Indeed, when he drove up to the Glambecks' house and remembered he had not had to go there for three peaceful years he felt really grateful, and he showed his gratitude by performing immense feats of social pleasantness during the visit. He agreed gigantically with everything the Baron said. Whatever subject was touched upon—-very cautiously, for the Baron mistrusted all subjects with Herr Dremmel—he instantly dragged it off the dangerous shoals of the immediate and close up to a cosmic height and distance, a height and distance so enormous that even what the Kaiser said last became a negligible tinkling and Conscience and Dogma quavered off into silence; and he explained to the Baron, who guardedly said "Perhaps," that though people's opinions might and did vary seen near, if one spread them out wide enough, pushed them back far enough, took them up high enough, bored them down deep enough, got them away from detail and loose from foregrounds, one would come at last to the great Mother Opinion of them all, in whose huge lap men curled themselves up contentedly like the happy identities they indeed were and went, after kissing each other, in placidest agreement to sleep.

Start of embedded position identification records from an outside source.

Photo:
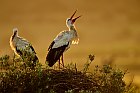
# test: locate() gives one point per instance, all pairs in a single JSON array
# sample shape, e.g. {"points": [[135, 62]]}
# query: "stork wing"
{"points": [[25, 45]]}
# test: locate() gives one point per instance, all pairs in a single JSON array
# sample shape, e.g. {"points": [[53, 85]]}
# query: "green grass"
{"points": [[18, 77]]}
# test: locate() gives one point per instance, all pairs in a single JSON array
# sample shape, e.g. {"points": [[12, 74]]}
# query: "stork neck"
{"points": [[14, 35]]}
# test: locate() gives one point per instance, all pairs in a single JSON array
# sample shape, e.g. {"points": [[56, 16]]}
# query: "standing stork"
{"points": [[23, 48], [62, 42]]}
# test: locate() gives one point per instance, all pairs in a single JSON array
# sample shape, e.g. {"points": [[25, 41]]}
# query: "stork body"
{"points": [[62, 43], [23, 48]]}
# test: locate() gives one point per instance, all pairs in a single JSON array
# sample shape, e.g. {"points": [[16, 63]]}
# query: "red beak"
{"points": [[74, 19]]}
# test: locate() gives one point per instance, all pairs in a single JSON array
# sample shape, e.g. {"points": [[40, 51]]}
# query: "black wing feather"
{"points": [[51, 45], [54, 54]]}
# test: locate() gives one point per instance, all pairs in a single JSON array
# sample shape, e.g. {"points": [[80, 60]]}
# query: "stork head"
{"points": [[15, 31], [70, 21]]}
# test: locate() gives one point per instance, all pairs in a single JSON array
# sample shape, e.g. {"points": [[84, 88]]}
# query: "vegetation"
{"points": [[18, 77]]}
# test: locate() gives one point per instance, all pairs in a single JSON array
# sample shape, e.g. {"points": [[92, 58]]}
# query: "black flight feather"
{"points": [[54, 54]]}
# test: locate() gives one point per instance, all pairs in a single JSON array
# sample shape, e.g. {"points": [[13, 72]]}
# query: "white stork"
{"points": [[23, 48], [62, 42]]}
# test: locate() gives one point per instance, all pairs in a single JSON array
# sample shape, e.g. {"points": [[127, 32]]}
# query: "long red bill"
{"points": [[73, 20], [73, 14]]}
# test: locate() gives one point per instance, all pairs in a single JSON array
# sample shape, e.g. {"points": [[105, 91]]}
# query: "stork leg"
{"points": [[62, 61], [14, 56]]}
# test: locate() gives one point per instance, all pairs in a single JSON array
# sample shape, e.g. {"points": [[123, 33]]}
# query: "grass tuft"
{"points": [[23, 79]]}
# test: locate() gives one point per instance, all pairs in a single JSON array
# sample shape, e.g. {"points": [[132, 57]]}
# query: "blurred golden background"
{"points": [[109, 29]]}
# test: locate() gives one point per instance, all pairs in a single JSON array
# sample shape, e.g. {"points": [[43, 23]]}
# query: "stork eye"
{"points": [[68, 19]]}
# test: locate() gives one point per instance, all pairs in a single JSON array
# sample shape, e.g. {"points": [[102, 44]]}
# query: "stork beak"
{"points": [[74, 19]]}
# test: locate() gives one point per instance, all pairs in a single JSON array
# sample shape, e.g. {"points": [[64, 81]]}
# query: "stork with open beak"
{"points": [[62, 42]]}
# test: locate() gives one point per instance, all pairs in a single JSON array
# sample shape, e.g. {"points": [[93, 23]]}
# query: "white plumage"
{"points": [[62, 42], [22, 47]]}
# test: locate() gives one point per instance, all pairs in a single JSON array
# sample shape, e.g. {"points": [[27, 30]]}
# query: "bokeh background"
{"points": [[109, 29]]}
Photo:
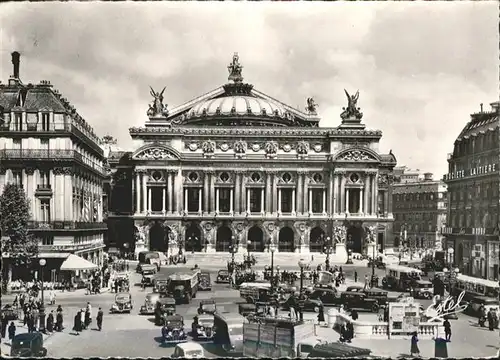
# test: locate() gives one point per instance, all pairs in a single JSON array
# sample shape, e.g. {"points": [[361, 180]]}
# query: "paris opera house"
{"points": [[237, 167]]}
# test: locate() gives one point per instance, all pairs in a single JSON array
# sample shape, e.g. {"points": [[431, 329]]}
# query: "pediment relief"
{"points": [[356, 155], [155, 153]]}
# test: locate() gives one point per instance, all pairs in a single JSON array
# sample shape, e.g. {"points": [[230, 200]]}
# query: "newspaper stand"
{"points": [[404, 317]]}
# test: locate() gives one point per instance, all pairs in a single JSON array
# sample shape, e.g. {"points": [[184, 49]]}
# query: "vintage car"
{"points": [[149, 304], [327, 296], [204, 281], [9, 313], [372, 293], [164, 307], [189, 350], [422, 289], [222, 277], [27, 345], [207, 307], [123, 303], [203, 327], [359, 301], [309, 304], [173, 329]]}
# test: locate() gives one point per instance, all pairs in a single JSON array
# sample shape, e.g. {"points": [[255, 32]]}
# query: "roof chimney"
{"points": [[16, 57]]}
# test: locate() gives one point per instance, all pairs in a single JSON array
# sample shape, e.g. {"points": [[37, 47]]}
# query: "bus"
{"points": [[400, 277], [229, 332], [474, 287]]}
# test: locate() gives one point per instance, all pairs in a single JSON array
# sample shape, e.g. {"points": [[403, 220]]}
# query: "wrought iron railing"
{"points": [[49, 154]]}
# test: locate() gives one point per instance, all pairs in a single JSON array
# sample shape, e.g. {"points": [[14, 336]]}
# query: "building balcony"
{"points": [[44, 190], [66, 225], [49, 155]]}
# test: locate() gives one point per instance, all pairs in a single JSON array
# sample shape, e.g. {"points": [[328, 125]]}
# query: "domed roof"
{"points": [[237, 105]]}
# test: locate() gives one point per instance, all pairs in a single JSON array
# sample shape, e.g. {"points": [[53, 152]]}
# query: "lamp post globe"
{"points": [[41, 326]]}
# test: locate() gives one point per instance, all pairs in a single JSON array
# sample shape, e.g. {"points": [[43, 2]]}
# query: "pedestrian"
{"points": [[491, 320], [50, 321], [100, 315], [414, 350], [12, 331], [77, 323], [321, 316]]}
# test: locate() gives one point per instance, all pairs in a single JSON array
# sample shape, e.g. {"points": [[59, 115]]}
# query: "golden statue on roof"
{"points": [[234, 69]]}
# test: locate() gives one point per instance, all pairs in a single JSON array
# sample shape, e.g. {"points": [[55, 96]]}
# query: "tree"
{"points": [[14, 217]]}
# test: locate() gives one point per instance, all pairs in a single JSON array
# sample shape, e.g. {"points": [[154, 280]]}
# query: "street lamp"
{"points": [[328, 251], [272, 248], [302, 265], [41, 327]]}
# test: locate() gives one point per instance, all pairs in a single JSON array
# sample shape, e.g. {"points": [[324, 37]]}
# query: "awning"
{"points": [[74, 262]]}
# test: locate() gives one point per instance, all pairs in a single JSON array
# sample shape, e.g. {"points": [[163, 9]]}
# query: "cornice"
{"points": [[274, 132]]}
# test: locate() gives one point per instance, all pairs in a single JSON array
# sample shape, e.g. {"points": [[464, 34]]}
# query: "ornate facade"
{"points": [[238, 166], [47, 148], [473, 228]]}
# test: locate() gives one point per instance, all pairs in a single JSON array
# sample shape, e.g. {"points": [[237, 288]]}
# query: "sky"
{"points": [[421, 68]]}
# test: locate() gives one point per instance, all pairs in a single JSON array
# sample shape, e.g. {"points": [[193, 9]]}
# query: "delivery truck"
{"points": [[273, 337]]}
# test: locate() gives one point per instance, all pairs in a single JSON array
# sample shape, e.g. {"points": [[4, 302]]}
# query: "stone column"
{"points": [[237, 192], [307, 195], [347, 210], [206, 192], [217, 200], [335, 194], [330, 196], [137, 193], [231, 201], [274, 203], [170, 192], [179, 191], [149, 199], [343, 208], [244, 192], [144, 192], [279, 201], [324, 201], [164, 197], [200, 201], [268, 197], [262, 199], [300, 189], [365, 193], [212, 207]]}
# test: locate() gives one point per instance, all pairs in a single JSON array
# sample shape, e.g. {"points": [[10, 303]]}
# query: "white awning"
{"points": [[74, 262]]}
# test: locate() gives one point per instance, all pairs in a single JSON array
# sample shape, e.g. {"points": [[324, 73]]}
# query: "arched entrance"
{"points": [[355, 236], [317, 239], [256, 238], [193, 238], [223, 240], [158, 237], [285, 240]]}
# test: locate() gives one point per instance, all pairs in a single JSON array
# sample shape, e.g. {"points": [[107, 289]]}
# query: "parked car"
{"points": [[173, 330], [123, 303], [359, 301], [203, 327], [222, 277]]}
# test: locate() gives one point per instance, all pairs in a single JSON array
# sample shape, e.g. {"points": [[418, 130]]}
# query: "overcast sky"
{"points": [[421, 68]]}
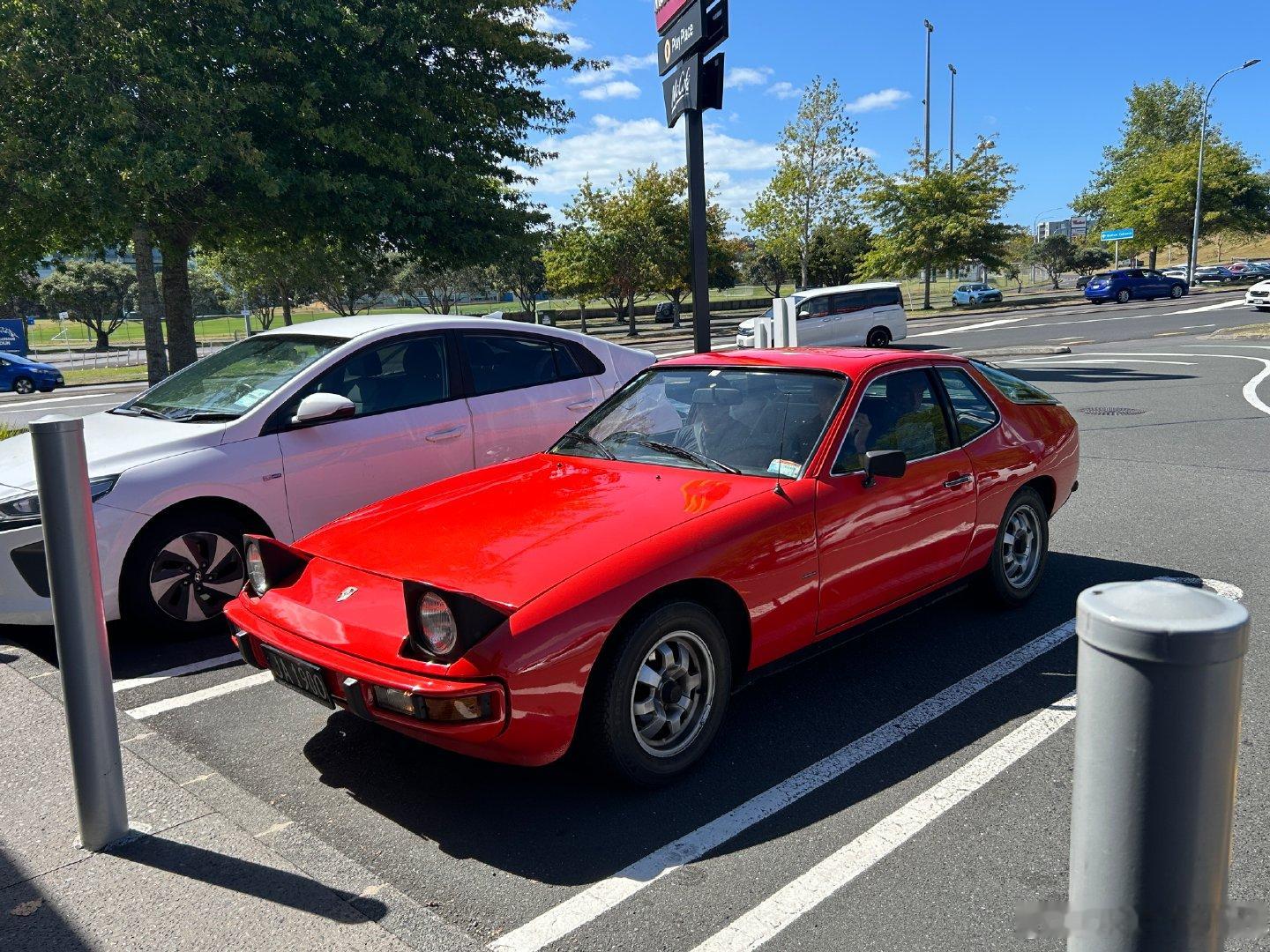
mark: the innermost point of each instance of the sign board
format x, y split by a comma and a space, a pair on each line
693, 32
13, 337
695, 86
666, 11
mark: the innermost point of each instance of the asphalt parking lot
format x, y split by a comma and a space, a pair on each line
906, 791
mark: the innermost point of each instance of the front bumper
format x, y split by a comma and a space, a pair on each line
351, 681
25, 579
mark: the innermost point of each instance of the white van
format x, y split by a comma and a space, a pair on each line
848, 315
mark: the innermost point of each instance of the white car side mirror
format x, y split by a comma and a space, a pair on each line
324, 406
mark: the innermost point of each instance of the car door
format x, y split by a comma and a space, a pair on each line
525, 390
814, 322
412, 427
878, 545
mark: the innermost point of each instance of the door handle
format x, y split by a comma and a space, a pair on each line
444, 435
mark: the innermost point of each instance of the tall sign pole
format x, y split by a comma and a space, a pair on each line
926, 147
689, 29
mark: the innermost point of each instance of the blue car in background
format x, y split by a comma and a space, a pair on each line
1133, 285
26, 376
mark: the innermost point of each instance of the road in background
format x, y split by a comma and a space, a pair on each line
908, 790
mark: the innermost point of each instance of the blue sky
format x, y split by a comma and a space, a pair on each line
1047, 79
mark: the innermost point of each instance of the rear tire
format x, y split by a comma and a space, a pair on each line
661, 697
1020, 550
181, 571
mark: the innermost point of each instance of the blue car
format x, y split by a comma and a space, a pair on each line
1133, 285
26, 376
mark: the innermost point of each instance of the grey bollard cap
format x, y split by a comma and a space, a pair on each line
56, 423
1162, 622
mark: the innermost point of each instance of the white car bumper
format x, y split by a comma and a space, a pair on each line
25, 579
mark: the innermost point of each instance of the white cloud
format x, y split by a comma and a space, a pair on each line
744, 77
617, 66
882, 100
621, 89
738, 167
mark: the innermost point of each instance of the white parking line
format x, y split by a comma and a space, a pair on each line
782, 908
196, 695
594, 902
602, 896
129, 683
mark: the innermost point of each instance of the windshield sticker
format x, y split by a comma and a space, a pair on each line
785, 467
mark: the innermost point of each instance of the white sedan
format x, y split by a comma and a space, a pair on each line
1259, 296
285, 432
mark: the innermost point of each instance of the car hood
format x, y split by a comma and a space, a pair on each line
113, 444
507, 533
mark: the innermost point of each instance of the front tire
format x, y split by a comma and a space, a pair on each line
1020, 550
182, 570
661, 695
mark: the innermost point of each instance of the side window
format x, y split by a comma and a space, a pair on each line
392, 376
897, 412
501, 362
975, 413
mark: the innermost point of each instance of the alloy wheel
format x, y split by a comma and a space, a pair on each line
1020, 547
195, 576
673, 693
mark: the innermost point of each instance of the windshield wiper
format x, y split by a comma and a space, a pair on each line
684, 453
591, 441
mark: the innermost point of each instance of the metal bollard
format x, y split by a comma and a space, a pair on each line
79, 622
1157, 735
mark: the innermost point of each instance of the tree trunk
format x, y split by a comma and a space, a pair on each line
178, 303
147, 302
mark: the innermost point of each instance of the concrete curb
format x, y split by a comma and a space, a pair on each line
1022, 351
362, 891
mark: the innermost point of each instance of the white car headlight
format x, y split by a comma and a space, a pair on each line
22, 510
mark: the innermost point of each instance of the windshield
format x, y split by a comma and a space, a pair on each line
747, 421
228, 383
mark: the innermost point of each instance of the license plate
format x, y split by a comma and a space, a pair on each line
299, 675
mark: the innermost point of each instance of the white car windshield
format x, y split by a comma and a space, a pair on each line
228, 383
739, 420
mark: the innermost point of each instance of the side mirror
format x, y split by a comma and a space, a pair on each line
324, 406
891, 464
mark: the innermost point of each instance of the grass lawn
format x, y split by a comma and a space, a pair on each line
107, 375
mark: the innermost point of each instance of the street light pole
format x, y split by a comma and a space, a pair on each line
1199, 170
926, 167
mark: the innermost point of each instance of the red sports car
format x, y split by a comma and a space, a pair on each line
715, 514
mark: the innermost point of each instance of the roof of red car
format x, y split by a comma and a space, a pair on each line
851, 361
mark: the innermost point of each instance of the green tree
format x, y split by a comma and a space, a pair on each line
1147, 179
94, 294
943, 219
817, 175
1056, 256
355, 123
572, 267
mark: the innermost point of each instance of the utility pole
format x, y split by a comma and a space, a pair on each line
926, 167
1199, 172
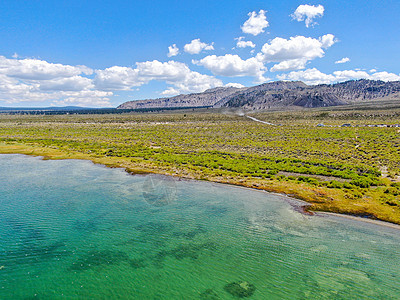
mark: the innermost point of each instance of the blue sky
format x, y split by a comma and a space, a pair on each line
103, 53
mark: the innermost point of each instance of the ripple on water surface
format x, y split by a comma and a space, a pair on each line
72, 229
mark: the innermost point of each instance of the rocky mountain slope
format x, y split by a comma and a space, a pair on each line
207, 98
280, 94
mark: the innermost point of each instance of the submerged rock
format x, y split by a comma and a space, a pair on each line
240, 289
209, 294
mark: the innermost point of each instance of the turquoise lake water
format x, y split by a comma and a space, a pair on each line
74, 230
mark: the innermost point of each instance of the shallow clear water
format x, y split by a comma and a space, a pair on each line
72, 229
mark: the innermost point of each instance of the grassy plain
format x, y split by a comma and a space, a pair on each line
353, 170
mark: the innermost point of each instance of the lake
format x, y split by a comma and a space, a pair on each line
73, 229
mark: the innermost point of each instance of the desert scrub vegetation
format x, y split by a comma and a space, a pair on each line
334, 168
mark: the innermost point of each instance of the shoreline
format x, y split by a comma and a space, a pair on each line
298, 205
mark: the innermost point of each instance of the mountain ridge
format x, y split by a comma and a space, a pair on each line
278, 94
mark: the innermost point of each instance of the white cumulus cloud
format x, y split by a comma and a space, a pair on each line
233, 66
196, 46
343, 60
34, 80
243, 44
294, 53
173, 50
289, 65
235, 84
177, 74
256, 23
308, 13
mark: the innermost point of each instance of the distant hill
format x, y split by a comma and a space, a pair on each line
279, 94
205, 99
52, 108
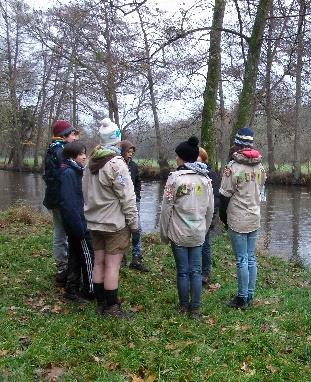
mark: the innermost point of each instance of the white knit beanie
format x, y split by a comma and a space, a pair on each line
109, 132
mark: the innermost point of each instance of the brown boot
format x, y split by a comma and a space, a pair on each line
194, 313
115, 311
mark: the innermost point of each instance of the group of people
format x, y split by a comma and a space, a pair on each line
95, 208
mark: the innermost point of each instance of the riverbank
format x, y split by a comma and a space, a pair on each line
45, 338
149, 170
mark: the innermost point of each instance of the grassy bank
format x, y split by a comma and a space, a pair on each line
43, 338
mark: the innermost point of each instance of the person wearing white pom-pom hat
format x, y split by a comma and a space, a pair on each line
111, 215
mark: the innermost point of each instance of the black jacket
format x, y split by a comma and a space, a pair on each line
134, 171
52, 162
71, 199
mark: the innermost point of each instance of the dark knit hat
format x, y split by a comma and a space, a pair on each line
188, 151
126, 146
62, 128
244, 137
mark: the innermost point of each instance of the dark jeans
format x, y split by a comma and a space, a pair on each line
207, 256
244, 246
136, 238
80, 260
188, 270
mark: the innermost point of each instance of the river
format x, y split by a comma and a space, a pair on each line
286, 214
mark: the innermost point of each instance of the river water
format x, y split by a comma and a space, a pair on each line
286, 214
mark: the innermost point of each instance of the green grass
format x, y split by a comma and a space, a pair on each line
44, 338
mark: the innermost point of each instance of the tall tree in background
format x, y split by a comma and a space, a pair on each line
246, 104
208, 134
162, 159
298, 95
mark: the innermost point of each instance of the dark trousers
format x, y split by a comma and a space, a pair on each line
80, 260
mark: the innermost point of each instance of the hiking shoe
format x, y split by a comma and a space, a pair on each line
89, 296
182, 309
205, 280
139, 266
194, 314
115, 311
250, 300
238, 302
60, 279
74, 297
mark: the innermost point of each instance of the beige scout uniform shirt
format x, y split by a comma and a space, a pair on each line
109, 197
241, 183
187, 208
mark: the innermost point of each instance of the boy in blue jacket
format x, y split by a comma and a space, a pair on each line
81, 255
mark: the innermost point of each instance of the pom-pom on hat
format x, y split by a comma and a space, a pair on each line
125, 146
61, 128
188, 151
244, 137
109, 132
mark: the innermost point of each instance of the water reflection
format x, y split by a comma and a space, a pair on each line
286, 215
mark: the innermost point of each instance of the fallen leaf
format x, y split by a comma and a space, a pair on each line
211, 321
244, 366
265, 327
272, 369
214, 286
136, 378
112, 366
56, 309
169, 347
137, 308
53, 373
151, 378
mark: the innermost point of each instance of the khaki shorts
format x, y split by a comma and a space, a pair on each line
113, 243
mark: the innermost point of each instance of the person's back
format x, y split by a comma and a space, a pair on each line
186, 214
80, 260
189, 219
246, 176
240, 187
63, 132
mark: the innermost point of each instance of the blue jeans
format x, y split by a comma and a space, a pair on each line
188, 271
243, 245
136, 238
60, 243
206, 256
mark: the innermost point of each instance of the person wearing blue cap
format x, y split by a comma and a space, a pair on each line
239, 210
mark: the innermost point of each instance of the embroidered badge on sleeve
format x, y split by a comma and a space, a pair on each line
227, 171
121, 180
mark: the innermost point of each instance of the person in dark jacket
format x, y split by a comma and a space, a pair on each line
63, 133
81, 255
207, 248
127, 151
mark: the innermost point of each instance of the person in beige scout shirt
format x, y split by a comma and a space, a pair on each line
186, 215
111, 215
243, 178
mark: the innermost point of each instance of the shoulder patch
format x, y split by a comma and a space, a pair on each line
227, 171
121, 180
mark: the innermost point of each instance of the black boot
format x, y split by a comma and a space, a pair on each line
60, 279
238, 302
194, 313
99, 292
73, 295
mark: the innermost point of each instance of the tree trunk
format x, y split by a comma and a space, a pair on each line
298, 96
247, 96
208, 133
268, 96
162, 158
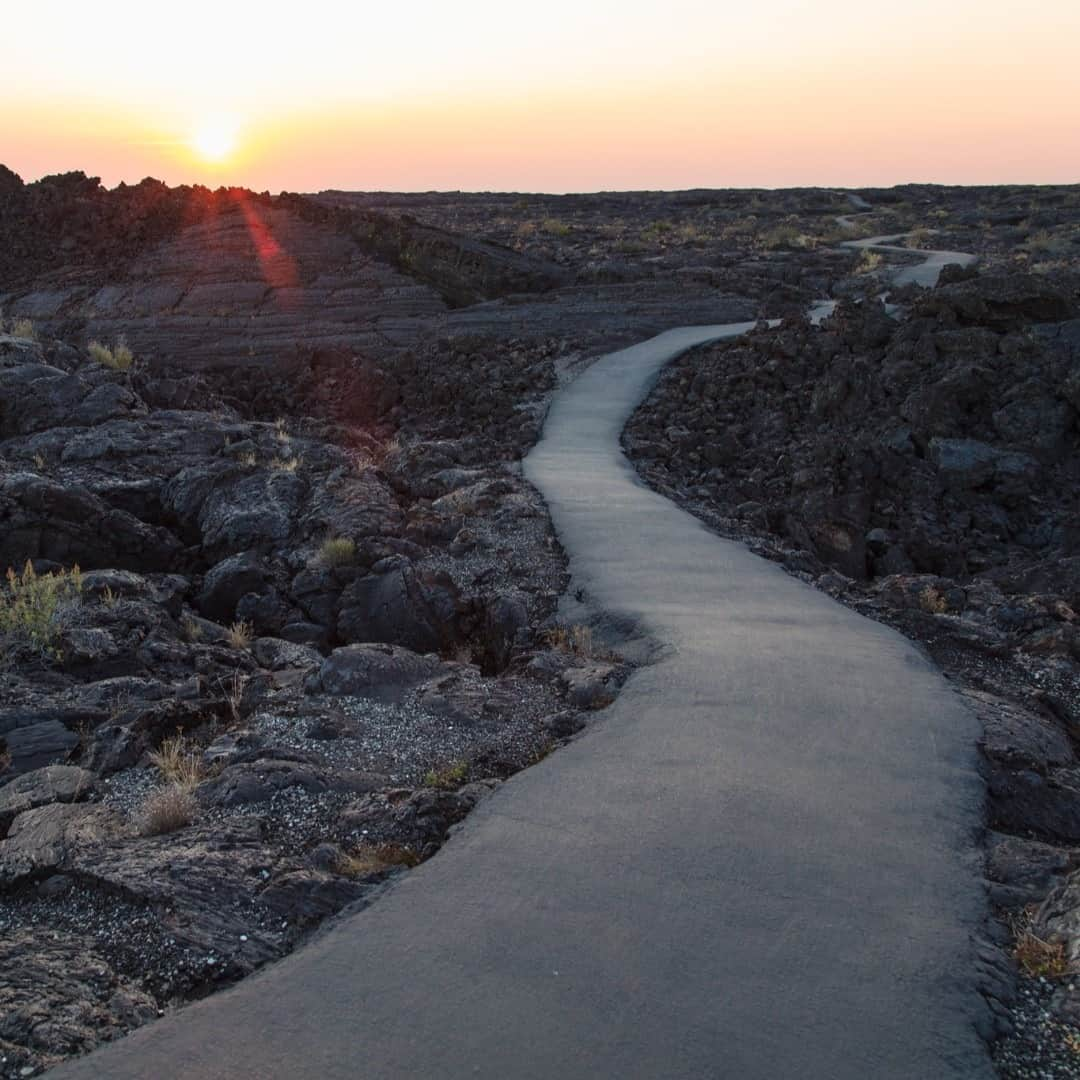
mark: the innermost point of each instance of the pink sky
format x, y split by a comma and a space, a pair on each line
578, 96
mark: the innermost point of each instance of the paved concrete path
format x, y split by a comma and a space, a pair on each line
759, 864
922, 273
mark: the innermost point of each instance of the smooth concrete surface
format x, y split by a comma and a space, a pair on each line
759, 863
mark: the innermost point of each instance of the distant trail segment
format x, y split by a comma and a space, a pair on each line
758, 865
923, 273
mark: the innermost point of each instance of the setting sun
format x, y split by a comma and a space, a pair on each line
215, 138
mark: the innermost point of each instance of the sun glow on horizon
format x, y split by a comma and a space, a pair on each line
613, 94
215, 138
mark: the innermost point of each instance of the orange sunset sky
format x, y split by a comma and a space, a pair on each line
561, 96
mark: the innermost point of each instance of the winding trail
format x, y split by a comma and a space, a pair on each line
759, 864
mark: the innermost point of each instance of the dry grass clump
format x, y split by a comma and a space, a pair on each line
23, 328
119, 356
240, 635
932, 602
165, 810
868, 261
375, 858
32, 607
179, 763
787, 234
555, 228
448, 778
575, 639
232, 688
337, 551
1041, 959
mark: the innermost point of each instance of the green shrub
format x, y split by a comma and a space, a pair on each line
31, 607
555, 228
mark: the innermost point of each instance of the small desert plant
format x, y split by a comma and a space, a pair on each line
119, 356
375, 858
1040, 959
576, 639
868, 261
932, 602
32, 607
119, 703
448, 777
240, 634
165, 810
178, 761
233, 690
337, 551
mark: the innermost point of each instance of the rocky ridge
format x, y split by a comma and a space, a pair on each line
923, 469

"Perhaps," said the Baron.

Personalities, immediate interests, duties, daily life, were swamped in the vast seas in which, with politeness but determination, Herr Dremmel took the Baron swimming. One only needed, he repeated, warm with the wish to keep in roomy regions, to trace back any two opinions, however bitterly different they now were, far enough to get at last to the point where they sweetly kissed.

"Perhaps," said the Baron.

"One only needed—" went on Herr Dremmel, making all-embracing movements with his arms.

But the Baron cleared his throat and began to enumerate contrary facts.

Herr Dremmel agreed at once that he was right just there, and pushed the point of kissing back a little further.

The Baron went after him with more facts.

Herr Dremmel again agreed, and went back further. In this way they came at last to the Garden of Eden, beyond which the Baron refused to budge, alleging that further back than that no Christian could go; and even in that he repudiated the kiss. He was convinced, though he concealed it, that at no period of human thought could his and Herr Dremmel's opinions, for example, have kissed.

But it was an amiable view, and Herr Dremmel was extremely polite and was bent evidently on peace, and the Baron, recognising this, became less distrustful. He even contributed a thought of his own at last, after having been negatively occupied in dissecting Herr Dremmel's, and said that in his opinion it was details that made life difficult.